Projeto de lei prevê uso de cartão para pagar taxas de cartório

Segundo texto, que tramita no Senado, taxas de administração do cartão seriam repassadas aos usuários do cartório

22/09/2018 - 18:48 - Atualizado em 22/09/2018 - 19:03

Mudança deve tornar os valores cobrados pelos
cartórios mais caros (Divulgação)

As taxas cartoriais poderão ser pagas por meio eletrônico. É o que propõe um projeto de lei, em debate no Senado, para adotar pagamento por cartões nos cartórios brasileiros. Por falta de regras específicas, essas repartições aceitam, normalmente, dinheiro, cheque ou transações bancárias. A mudança deve tornar mais caros os valores cobrados atualmente pelos serviços.

A proposta aguarda aval do relator para avançar na Comissão de Constituição, Justiça e Cidadania (CCJ) para ser votado em Plenário – ainda sem data. O texto estabelece que as taxas de administração do cartão de crédito devam ser repassada ao usuário do cartório, que giram em torno de 5% a 10% da operação financeira.

O consultor legislativo da Casa, Carlos Elias, diz que fiscalização ocorrerá para que o repasse ao consumidor seja apenas dos custos gerados pelo uso do cartão de crédito. Segundo o presidente da Associação dos Notários e Registradores, Allan Nunes Guerra, o incremento se justifica porque os custos dos cartórios são tabelados em todo o País.

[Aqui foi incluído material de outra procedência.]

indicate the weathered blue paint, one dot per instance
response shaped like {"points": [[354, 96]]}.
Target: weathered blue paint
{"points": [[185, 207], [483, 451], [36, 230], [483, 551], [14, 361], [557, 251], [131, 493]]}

Para ele, os preços unitários pelos serviços é o principal motivo para que os cartórios não adotem essa modalidade de pagamento. Atualmente, os cartões são aceitos após prévia aprovação do Tribunal de Justiça ao qual o cartório esteja vinculado.

Esse é o caso do Primeiro Subdistrito de Registro Civil, no Centro de Santos, que aceita pagamentos por cartão de débito para os serviços ali prestados. “Como essa tarifa não pode ser repassada, absorvemos o custo (da taxa de administração do cartão) para facilitar e dar mais opção aos usuários”, afirma o oficial substituto Evandro Costa Pereira.

Ele defende a livre regulação do mercado, como forma de que as repartições ofereçam melhores opções aos clientes. “Onerar (o consumidor) cria um cenário desigual de competição”.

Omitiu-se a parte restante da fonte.